Whatever you do as the year turns, write in your journal! Write your dreams from the night, and your dreams of life for the coming year. Write, in particular, whatever you receive from dreams, synchronicity and spontaneous revelation over the last night of the Old Year and the first day of the New Year.
If you were up all night partying - or the effect of your New Year's Eve reveling knocked your dreams out of memory - then record and work with the first dream that comes the following night, and whatever dreamlike symbols the world around you may give you.
In Japan they make a special effort to catch and work with the very first dream of the new year. Many Japanese people pay close attention to Hatsuyume, the first dream of the New Year. It may come in the night of December 31-January 1 but - since many may be up late partying or suffering the after-effects - it may come in the following day or on the night of January 1-2.
I would counsel you to stay alert for dreams for the New Year for a slightly longer period. In my mind the turning of the year rolls from December 30 until January 6, which is Epiphany in the Christian calendar, the day of “showing forth" when the Magi come to Bethlehem following their star, to honor the Christ child. Beyond the religious context, an epiphany may be a sudden revelation or perception of the reality or essential meaning of something important.
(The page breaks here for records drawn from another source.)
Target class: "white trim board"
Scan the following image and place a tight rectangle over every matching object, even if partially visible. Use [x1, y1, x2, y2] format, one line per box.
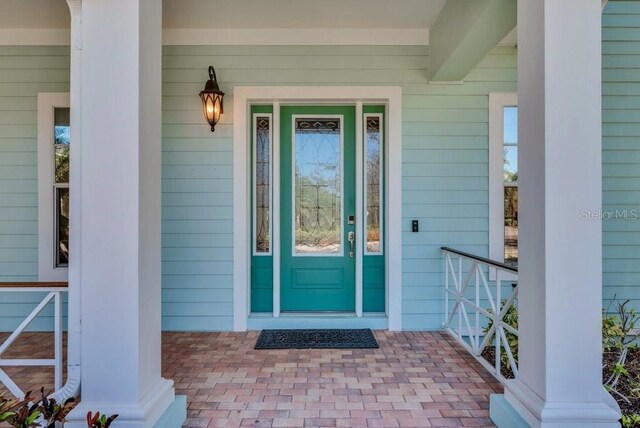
[0, 28, 429, 46]
[233, 86, 402, 331]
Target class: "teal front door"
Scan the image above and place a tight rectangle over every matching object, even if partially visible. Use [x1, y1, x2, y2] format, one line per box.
[280, 106, 356, 312]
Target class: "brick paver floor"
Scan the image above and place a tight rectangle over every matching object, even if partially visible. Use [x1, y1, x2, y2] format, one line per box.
[0, 331, 502, 427]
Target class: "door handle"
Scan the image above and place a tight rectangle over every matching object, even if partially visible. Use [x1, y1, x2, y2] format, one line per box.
[347, 232, 356, 258]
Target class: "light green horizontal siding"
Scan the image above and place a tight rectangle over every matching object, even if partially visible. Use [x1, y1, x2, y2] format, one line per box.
[0, 46, 69, 330]
[163, 46, 517, 329]
[0, 1, 640, 330]
[602, 1, 640, 307]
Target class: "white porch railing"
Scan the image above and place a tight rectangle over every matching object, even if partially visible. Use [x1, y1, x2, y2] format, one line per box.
[442, 247, 518, 383]
[0, 282, 67, 398]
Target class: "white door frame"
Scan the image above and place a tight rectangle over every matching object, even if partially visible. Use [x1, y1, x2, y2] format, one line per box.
[233, 86, 402, 331]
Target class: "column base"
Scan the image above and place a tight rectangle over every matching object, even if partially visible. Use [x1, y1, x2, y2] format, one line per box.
[489, 394, 531, 428]
[65, 379, 180, 428]
[498, 379, 620, 428]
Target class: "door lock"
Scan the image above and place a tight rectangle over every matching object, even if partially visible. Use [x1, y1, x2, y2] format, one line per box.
[347, 232, 356, 258]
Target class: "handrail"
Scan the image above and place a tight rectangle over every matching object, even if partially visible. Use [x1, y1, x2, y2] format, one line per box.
[441, 247, 518, 384]
[0, 282, 68, 398]
[440, 247, 518, 273]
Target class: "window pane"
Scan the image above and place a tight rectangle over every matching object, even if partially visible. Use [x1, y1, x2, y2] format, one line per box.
[54, 145, 69, 183]
[53, 107, 71, 144]
[504, 186, 518, 265]
[255, 116, 271, 253]
[294, 118, 342, 254]
[55, 187, 69, 266]
[365, 116, 382, 253]
[503, 106, 518, 144]
[53, 108, 71, 183]
[504, 146, 518, 183]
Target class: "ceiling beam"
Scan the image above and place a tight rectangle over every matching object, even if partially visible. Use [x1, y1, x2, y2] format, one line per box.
[429, 0, 517, 82]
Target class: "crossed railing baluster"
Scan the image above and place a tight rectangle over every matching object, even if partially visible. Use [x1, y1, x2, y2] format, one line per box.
[442, 247, 518, 382]
[0, 282, 67, 398]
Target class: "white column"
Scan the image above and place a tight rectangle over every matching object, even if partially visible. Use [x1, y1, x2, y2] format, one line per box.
[65, 0, 179, 427]
[496, 0, 619, 427]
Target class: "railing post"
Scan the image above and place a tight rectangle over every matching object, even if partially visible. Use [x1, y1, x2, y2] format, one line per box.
[53, 291, 62, 391]
[442, 247, 518, 383]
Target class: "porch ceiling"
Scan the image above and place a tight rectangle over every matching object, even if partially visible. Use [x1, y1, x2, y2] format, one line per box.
[0, 0, 446, 29]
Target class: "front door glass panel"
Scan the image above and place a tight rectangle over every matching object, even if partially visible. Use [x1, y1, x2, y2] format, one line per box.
[293, 117, 343, 255]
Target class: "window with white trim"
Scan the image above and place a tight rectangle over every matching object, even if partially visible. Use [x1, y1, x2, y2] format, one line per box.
[489, 93, 518, 266]
[38, 93, 71, 281]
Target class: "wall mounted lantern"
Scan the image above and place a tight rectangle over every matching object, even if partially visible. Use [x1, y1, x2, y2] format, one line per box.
[200, 65, 224, 132]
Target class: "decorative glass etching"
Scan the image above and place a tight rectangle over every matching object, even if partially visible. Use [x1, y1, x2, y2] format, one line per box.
[52, 107, 71, 267]
[293, 118, 342, 255]
[254, 116, 271, 253]
[503, 107, 518, 265]
[365, 115, 382, 253]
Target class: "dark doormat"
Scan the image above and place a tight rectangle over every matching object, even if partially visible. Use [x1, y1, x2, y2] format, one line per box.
[254, 329, 378, 349]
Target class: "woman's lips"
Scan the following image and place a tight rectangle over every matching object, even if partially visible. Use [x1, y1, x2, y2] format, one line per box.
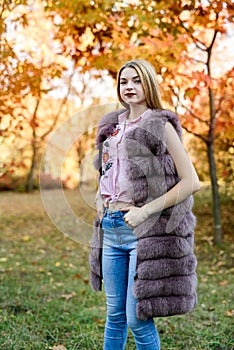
[125, 92, 136, 97]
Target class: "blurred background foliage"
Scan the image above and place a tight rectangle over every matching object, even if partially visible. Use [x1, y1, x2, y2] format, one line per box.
[0, 0, 234, 241]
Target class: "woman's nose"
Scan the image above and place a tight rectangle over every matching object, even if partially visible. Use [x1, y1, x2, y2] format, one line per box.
[127, 81, 133, 90]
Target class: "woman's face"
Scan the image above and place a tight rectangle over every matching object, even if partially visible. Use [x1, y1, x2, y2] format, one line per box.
[119, 67, 147, 106]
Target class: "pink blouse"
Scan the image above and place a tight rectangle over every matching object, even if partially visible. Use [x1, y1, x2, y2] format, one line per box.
[100, 111, 147, 204]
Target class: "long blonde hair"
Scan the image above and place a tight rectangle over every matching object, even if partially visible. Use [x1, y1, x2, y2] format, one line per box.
[117, 59, 163, 109]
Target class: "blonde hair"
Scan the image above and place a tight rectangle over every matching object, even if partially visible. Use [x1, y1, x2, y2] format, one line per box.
[117, 59, 163, 109]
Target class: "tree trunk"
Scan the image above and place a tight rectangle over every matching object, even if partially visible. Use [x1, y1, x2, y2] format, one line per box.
[26, 133, 37, 192]
[26, 98, 41, 192]
[207, 142, 223, 244]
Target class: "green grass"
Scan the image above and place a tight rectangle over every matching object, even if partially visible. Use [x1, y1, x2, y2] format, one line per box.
[0, 190, 234, 350]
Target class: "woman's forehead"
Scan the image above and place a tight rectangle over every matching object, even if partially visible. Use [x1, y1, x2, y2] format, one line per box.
[120, 67, 138, 79]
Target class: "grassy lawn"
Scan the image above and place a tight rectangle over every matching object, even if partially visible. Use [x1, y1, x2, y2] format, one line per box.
[0, 189, 234, 350]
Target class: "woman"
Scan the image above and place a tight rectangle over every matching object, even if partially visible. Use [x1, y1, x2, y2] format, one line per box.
[90, 60, 199, 350]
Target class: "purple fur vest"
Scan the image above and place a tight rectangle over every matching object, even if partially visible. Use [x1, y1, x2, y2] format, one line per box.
[89, 110, 197, 320]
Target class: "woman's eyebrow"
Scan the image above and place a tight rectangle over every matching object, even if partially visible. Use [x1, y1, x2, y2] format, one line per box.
[120, 75, 139, 80]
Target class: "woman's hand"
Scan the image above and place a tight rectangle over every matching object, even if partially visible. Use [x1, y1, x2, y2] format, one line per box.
[95, 191, 105, 221]
[120, 206, 149, 228]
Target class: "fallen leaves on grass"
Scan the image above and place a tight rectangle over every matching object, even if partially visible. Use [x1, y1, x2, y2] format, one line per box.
[219, 280, 228, 286]
[51, 345, 67, 350]
[226, 310, 234, 317]
[61, 292, 76, 300]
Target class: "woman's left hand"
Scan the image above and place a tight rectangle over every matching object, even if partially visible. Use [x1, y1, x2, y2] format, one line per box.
[120, 207, 149, 228]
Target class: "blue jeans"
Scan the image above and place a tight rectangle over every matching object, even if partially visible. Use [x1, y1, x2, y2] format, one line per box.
[102, 209, 160, 350]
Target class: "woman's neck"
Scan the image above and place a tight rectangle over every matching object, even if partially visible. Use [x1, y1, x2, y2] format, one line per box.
[128, 105, 148, 120]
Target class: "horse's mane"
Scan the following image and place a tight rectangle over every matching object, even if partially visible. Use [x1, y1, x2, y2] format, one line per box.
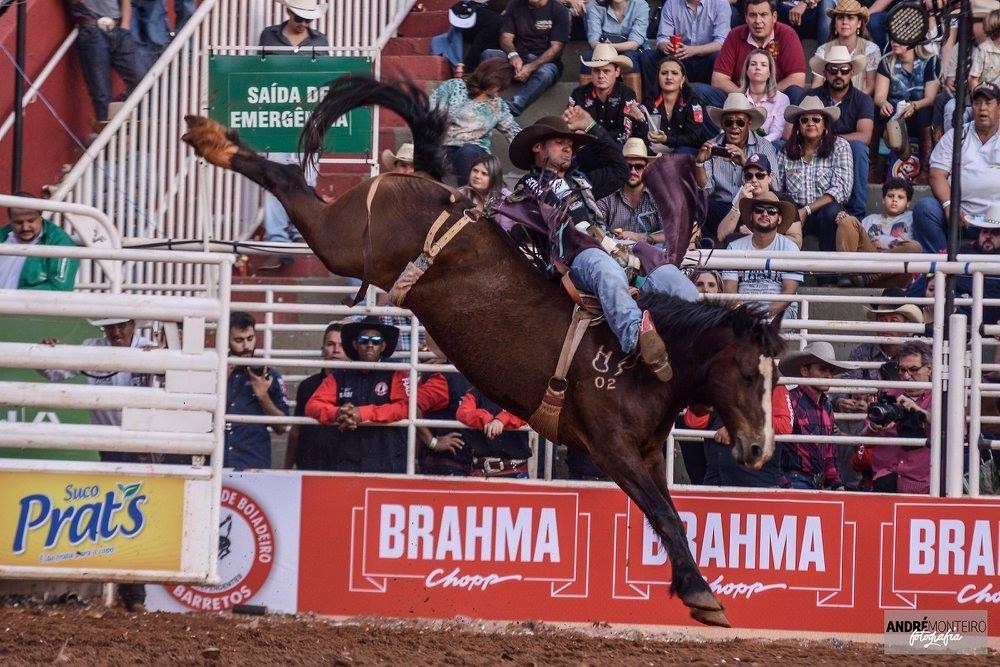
[299, 74, 450, 181]
[639, 294, 785, 357]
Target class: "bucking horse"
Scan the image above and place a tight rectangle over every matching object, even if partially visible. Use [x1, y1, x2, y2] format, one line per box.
[184, 76, 783, 627]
It may be the gift of a dream.
In hopes of a lucky dream to kick off the New Year, some Japanese invoke the Shichifukujin or "Seven Lucky Gods" and may place a picture of them under the pillow. These may not be part of our belief system, but we have other sources of guidance and blessing available, and it is always appropriate to ask for help and blessing if we do it nicely!
If you are ready to dream in the New Year, you could set the simple intention:
Show me what the New Year will bring.
Or give this a positive spin by couching your request to your dream makers the following way:
Show me the best that life holds for me and those I love in the year ahead.
Be as specific or as general as you like, but ask in a way that excites you and reflects your willingness to receive guidance and enter on new adventures.
Don't forget that dreams require action! Your first action is to record anything you remember from your dreams and the drifty state of hypnagogia. Share it with a friend, if you can, using our Lightning Dreamwork process. Walk with your dream and see how what is going on around you may illuminate the dream and how your dream may illuminate your world.
If you saw things in your dream you don't want to manifest in the year ahead, comb through the material with the eye of a detective, asking Who, What, When, Where, How? If you can clarify the details of the dream and identify where it may play out in coming events, you may be able to take appropriate action to avoid an event you don't want to live through in your physical life. You can also try to accomplish this by going back inside your dream, in a conscious reentry journey, to see whether you can change the script where it was playing. You may want to try writing the story of your dream so it comes to a happy ending. If those approaches feel artificial, however, that may be telling you that physical action is required to reshape the probable future for the better.
If your first dream for the New Year is full of promise, then celebrate - but make it part of your celebration, once again, to take action to embody the energy and promise of the dream and to help it to take root in the world. Don't leave the old year without your journal, and don't enter the new year without your dreams.
May your New Year be filled with abounding joy, and may your best dreams come true!